Elevated hydrostatic pressure destabilizes VE-cadherin junctions in a time and shear stress dependent manner: An endothelium-on-chip study.

Despite the effects of shear stress on endothelial biology having been extensively researched, the effects of hydrostatic vascular pressure at extremely low shear stresses have been largely ignored. In the current study, we employ a microfluidic organ-on-chip platform to elucidate the time and shear stress dependent effects of elevated hydrostatic pressure on endothelial junctional perturbations. We report that short term (1 h) exposure to elevated hydrostatic pressure at high shear stress (0.1 Pa) but not low shear stress (0.01 Pa) caused VE-cadherin to form finger like projections at the cell-cell junctions, and this effect was abrogated upon pharmacologically inhibiting cationic mechanosensitive channels using GsMTx4 peptide. Interestingly, prolonged exposure (24 h) to elevated hydrostatic pressure at low (0.01 Pa) but not high shear stress (0.1 Pa) caused disruption of VE-cadherin at cell-cell contacts and increased its cytoplasmic concentration.
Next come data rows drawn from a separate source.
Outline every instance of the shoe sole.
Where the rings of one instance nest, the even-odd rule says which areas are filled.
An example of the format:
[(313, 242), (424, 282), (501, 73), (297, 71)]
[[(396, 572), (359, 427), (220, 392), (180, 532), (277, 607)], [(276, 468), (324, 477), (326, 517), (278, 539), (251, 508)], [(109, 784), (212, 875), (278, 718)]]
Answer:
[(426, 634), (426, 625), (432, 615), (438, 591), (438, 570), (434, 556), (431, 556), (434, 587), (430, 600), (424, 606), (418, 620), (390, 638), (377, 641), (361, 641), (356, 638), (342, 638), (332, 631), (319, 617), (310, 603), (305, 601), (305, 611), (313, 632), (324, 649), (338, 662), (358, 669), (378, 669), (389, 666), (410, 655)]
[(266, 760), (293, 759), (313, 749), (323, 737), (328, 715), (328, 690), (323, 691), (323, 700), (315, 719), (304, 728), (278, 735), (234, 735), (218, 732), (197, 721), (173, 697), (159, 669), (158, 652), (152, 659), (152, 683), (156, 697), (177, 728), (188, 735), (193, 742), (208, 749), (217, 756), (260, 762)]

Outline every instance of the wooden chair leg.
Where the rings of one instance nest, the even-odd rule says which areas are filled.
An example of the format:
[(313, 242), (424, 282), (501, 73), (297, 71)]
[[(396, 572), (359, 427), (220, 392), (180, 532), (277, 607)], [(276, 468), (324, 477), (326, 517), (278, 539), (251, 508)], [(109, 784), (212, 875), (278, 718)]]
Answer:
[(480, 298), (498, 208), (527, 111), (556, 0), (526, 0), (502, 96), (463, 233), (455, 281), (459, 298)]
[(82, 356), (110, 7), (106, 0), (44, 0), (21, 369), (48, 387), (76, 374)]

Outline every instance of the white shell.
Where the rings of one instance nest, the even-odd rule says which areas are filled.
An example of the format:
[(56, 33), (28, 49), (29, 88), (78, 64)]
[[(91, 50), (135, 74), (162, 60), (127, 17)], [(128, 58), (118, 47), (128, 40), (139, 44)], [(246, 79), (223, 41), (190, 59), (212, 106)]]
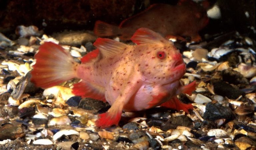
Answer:
[(212, 100), (206, 96), (199, 94), (196, 95), (194, 102), (198, 103), (204, 104), (211, 102)]
[(79, 132), (75, 130), (72, 129), (61, 130), (59, 131), (58, 132), (53, 135), (52, 137), (52, 139), (55, 141), (61, 137), (62, 135), (69, 135), (73, 134), (79, 135)]
[(53, 144), (53, 142), (49, 139), (44, 139), (36, 140), (33, 142), (33, 144), (34, 144), (48, 145), (52, 145)]
[(217, 137), (221, 137), (227, 135), (227, 133), (224, 130), (220, 129), (211, 129), (207, 133), (208, 136), (215, 136)]

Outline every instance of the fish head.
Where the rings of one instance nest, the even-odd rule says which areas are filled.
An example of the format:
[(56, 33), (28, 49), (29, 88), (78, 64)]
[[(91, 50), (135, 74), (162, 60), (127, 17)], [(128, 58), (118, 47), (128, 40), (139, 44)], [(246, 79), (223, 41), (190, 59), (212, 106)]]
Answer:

Furthermore, we report that this disruption of VE-cadherin was reversible upon pharmacologically inhibiting cationic mechanosensitive channels in a time-dependent manner; wherein after 12 h, we observed VE-cadherin reassemble at the cell-cell junctions. Overall, we demonstrate that cationic mechanosensitive channels play a crucial role in the mechanotransduction of elevated hydrostatic pressure by regulating the VE-cadherin dynamics at cell-cell junctions.